Icons
The series begun in 2011, Icons, requires a more detailed (ex-)planation, since even its title is not to be understood unambiguously. What, then, is meant by an icon?
In modern usage this word is employed in an inflationary manner and appears wherever an omni-representative figure is spoken of, a symbol that embodies a particular matter according to the principle of pars pro toto. Yet this profanisation stands in irreconcilable opposition to the religious meaning of the icon, which depicts the word of God. And it is precisely the root image that does great justice to the Greek origin εἰκών (eikṓn), meaning image, effigy. The icon in the religious sense, however, is not only the symbiosis of divine word and image, but likewise the very likeness of the object. Therefore the English term a likeness is already misleading again, although this translation is also listed in Henry G. Liddell’s Greek–English Lexicon of 1883. In the strict sense, a likeness implies that the underlying object is represented on an abstract level, whereas the image in the sense of image = object represents the same itself. What is at stake here is therefore a narrow ridge between unadulterated reproduction and a certain degree of abstraction.

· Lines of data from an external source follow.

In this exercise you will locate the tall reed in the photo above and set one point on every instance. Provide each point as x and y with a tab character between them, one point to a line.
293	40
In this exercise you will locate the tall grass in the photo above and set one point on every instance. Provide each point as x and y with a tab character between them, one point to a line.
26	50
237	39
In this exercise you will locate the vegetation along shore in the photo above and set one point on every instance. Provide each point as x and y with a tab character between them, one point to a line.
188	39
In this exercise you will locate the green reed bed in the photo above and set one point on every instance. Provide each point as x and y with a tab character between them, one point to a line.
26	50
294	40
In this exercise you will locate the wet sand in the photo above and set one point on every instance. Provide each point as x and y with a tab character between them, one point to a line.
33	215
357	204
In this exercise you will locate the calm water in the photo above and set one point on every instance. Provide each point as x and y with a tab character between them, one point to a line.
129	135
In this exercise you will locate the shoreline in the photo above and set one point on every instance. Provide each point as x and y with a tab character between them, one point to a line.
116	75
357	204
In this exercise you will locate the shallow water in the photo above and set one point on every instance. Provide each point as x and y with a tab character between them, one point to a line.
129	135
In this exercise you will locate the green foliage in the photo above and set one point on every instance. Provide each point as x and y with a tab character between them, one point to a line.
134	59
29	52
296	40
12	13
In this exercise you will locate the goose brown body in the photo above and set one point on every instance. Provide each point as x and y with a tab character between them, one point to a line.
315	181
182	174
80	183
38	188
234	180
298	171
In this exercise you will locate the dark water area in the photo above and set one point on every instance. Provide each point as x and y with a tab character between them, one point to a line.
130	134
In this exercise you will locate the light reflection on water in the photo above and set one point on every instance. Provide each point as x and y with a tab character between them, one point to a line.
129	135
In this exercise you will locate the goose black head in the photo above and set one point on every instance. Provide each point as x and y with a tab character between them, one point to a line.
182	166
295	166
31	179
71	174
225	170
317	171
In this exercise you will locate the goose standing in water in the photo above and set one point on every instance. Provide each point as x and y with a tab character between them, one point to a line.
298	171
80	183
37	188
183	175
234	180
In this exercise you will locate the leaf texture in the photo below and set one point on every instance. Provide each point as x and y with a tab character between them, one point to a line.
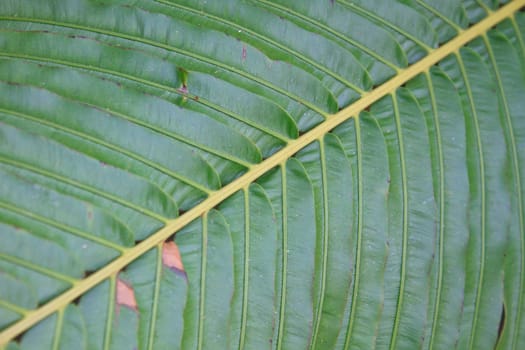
262	174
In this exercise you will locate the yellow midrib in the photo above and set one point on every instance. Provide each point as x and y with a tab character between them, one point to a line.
258	170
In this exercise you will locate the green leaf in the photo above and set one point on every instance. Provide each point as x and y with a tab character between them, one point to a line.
254	174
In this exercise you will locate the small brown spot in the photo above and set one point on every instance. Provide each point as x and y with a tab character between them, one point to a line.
126	295
171	257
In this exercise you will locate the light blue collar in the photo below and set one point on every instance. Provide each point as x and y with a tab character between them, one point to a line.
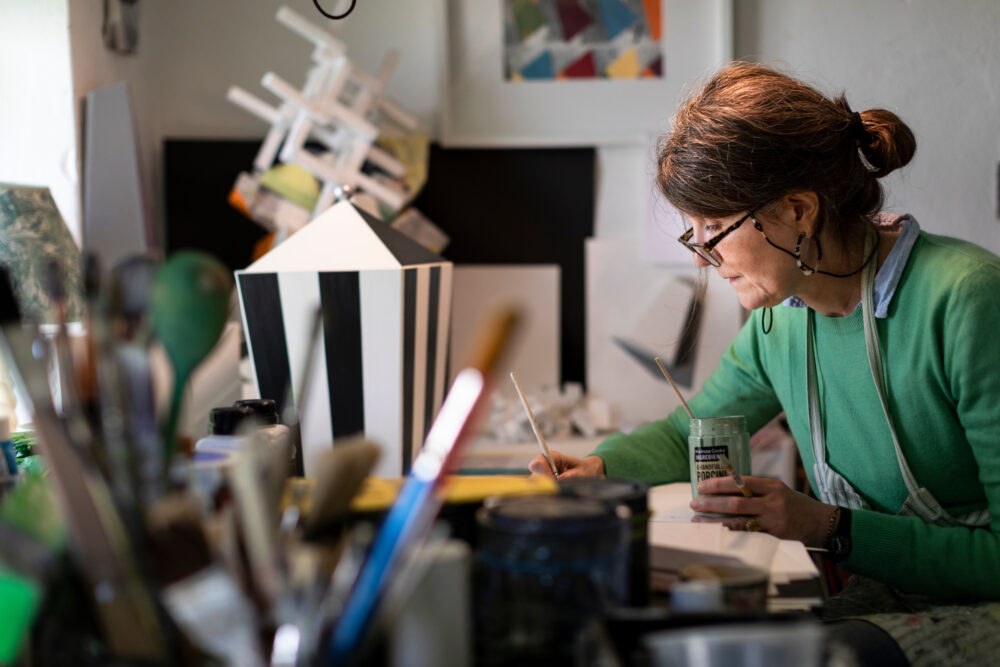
887	278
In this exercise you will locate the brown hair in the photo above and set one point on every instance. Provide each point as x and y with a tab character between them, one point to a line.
753	134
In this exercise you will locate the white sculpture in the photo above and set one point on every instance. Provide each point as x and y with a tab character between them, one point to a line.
341	107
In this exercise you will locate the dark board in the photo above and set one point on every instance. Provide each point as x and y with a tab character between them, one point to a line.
519	206
198	176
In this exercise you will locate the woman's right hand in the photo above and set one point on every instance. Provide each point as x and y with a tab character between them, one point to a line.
568	466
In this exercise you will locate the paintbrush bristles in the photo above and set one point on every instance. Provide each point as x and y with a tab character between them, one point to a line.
663	369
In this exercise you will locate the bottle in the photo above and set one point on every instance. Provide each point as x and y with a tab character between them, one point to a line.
215	455
273	432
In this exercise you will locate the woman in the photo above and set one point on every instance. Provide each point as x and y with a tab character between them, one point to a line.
878	340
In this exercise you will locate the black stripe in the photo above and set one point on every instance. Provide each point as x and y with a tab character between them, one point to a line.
433	306
266	331
406	251
340	296
409	340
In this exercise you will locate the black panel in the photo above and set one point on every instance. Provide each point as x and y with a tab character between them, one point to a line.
341	298
262	305
198	176
519	206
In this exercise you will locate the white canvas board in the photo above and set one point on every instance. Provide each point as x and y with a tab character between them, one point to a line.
299	303
624	295
117	221
478	290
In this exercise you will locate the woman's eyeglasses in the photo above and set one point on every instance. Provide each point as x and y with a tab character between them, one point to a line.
706	250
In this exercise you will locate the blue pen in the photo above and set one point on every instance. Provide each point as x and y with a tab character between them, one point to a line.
410	517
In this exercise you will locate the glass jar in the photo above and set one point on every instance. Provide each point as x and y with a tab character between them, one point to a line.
712	436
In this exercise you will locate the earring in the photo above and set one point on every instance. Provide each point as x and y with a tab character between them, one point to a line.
803	267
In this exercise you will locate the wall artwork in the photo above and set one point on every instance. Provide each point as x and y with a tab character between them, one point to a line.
582	39
558	73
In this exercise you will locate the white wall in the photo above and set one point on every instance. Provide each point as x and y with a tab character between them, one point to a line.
37	139
935	63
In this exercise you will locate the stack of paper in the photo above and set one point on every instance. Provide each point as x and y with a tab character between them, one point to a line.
675	542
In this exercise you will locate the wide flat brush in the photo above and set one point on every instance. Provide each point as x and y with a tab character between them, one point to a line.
97	535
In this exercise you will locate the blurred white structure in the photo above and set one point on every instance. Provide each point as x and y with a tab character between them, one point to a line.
340	107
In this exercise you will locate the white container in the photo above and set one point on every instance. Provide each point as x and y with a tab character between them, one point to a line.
739	645
272	433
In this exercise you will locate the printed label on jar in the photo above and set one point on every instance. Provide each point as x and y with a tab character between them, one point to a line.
706	462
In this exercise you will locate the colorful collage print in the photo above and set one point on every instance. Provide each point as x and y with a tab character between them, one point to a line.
582	39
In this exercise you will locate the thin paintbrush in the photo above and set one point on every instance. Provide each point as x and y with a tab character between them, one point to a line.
544	446
663	369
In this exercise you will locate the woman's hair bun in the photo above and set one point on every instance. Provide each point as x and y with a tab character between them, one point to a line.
890	144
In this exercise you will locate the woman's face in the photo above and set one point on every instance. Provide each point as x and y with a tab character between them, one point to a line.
761	275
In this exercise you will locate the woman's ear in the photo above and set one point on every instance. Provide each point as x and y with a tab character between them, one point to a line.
802	208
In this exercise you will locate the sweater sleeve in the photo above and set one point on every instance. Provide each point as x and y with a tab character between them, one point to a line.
954	563
657	453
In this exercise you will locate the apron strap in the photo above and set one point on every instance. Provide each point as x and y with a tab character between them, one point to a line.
833	487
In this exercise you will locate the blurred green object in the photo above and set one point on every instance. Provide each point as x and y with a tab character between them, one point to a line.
19	602
31	508
23	442
189	304
293	183
34	233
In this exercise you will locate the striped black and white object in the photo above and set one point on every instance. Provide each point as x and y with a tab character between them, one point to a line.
384	339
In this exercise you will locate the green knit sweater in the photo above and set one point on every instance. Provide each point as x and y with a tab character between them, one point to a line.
941	344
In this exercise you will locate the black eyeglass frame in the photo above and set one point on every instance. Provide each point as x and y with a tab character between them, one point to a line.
706	250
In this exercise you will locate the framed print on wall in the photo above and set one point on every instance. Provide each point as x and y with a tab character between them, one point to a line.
574	72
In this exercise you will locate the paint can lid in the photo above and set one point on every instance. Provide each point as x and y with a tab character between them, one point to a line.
225	421
266	409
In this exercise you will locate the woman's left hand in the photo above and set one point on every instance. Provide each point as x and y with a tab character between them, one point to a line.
777	509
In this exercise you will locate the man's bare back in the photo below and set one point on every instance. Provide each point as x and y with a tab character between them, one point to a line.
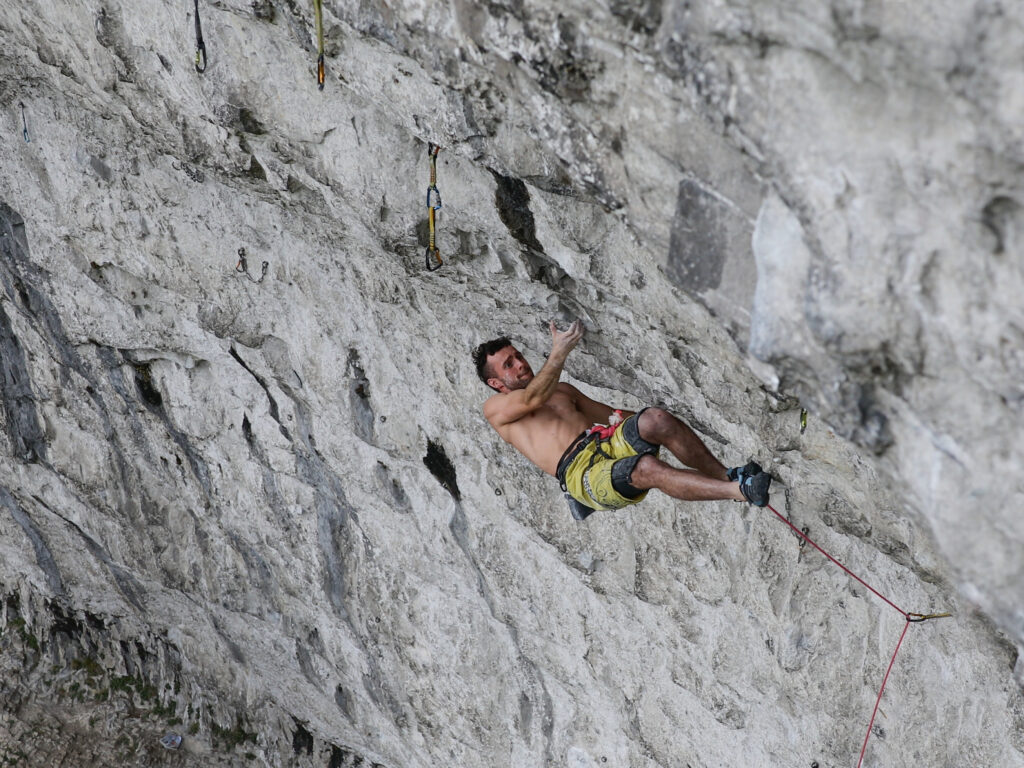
542	417
543	435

These subtle lines of thought and models of distinction and explanation already occupied the Church Fathers, as a result of which disputes over images and prohibitions arose, although fundamentally it was only a matter of proclaiming the Christian Truth. Nevertheless, East and West Churches remain divided over this form of representation to this day, and it must be emphasised that icons are not to be equated with devotional images (as omnipresent in the Roman Catholic Church): whereas devotional images retell and interpret religious scenes — that is, depict them — icons directly embody what they show.
My works within this demanding autopoietic system belong neither to the one nor to the other complex: they are neither to be understood as a profanisation or de-religionisation of Christian symbolism, nor do they presume to approach the supernatural sphere of a consecrated icon. They adopt certain attributes of classical Byzantine icon painting, almost always taking existing and traditional hagiographies as their basis, and then collide brutally with modern forms of representation which, through the overextension of abstraction, are entirely removed from their religious origin. This procedure, however, in no way serves the pseudo-critical “consideration” undertaken by modern artists and “scholars”, according to which Christian concepts of thought and interpretations of the world — the supposed explainability of everything — are denounced as fairy-tale nonsense and their adherents as oligophrenic idiots. Rather, these representations are to be seen as products of a millennia-long tradition in a new light; it already suffices to let this light fall upon the images from another direction in order to evoke a shift of perspective.
On the one hand, the narratives are based on documented martyrdoms; on the other, I also invent entirely new image types with their own attributes, as the self-portraits demonstrate. Here it is not my aim to portray myself as a saint; rather, I tell little stories which, however, in this form cannot be attributed to any already existing saint. Furthermore, in the years 2022 and 2023 I subjected my Icons once again to a large-scale and meticulous reworking, whereby the earlier versions were not completely erased, so that remnants can still be discerned on the surface. This vibration between old and new is intended to make clear the conceptual condition of icons in the here and now, since the paintings too, after a decade of existence, tell their own stories, which in a certain sense could again be described as self-referential. Moreover, through the procedure of palimpsesting I refer metatextually to the reuse of medieval manuscripts, in which the writing surface was scraped and washed in order to be written on anew, while the layer of script beneath was not entirely erased, but could re-emerge from the depths.